The analysis indicates that the author of is of the type:

INTJ – The Scientists

The long-range thinking and individualistic type. They are especially good at looking at almost anything and figuring out a way of improving it – often with a highly creative and imaginative touch. They are intellectually curious and daring, but might be pshysically hesitant to try new things. [Is that psychically or physically, or both? — ed.]

The Scientists enjoy theoretical work that allows them to use their strong minds and bold creativity. Since they tend to be so abstract and theoretical in their communication they often have a problem communcating their visions to other people and need to learn patience and use conrete examples. Since they are extremly good at concentrating they often have no trouble working alone.

Typealyzer is still in beta, but you can try it out on your favourite online publications. Keep in mind that it is an analysis of the text, not the person—or to look at it another way, an inferred reading of the writer’s persona through the text. For bonus points, try it on group blogs.

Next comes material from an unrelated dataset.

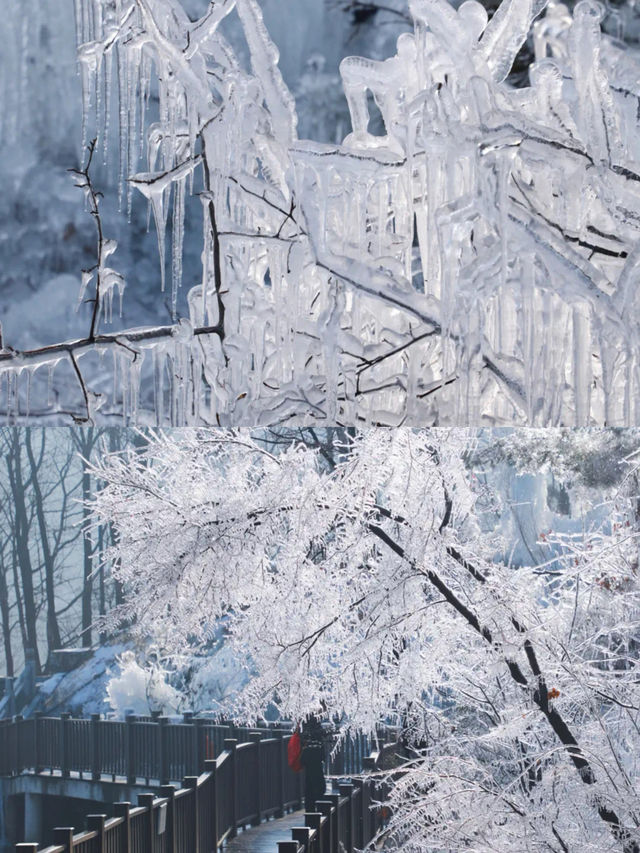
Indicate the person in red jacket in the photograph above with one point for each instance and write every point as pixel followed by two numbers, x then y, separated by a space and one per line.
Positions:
pixel 311 759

I wish the wacky minds behind it would disclose more about their algorithms beyond the layman’s summary in the FAQ. I’d like to know how much tuning they did, if any, to categorize the texts that they used as a statistical corpus. I’m also curious about what specific factors, if any, they tried to model and weight; syntactic structure is a no-brainer, but I wonder if they considered the use of personal pronouns, sentence/word lengths (akin to the Flesch-Kincaid formula but deployed to different ends), abstractness of vocabulary, or any number of other factors that are often revealing of style—especially when you consider the metrics displayed on the brain-activity map the program outputs along with the Myers-Briggs type.

I think it would be conceptually impossible to produce an absolute, generative parametrization of style (for reasons I won’t get into here), but a statistical analysis like this one—and the strength of its correlation to our intuitive estimations—could go a long way towards a better formal understanding of that elusive quality we call “writer’s voice”. My computational linguistics nerves are all atingle.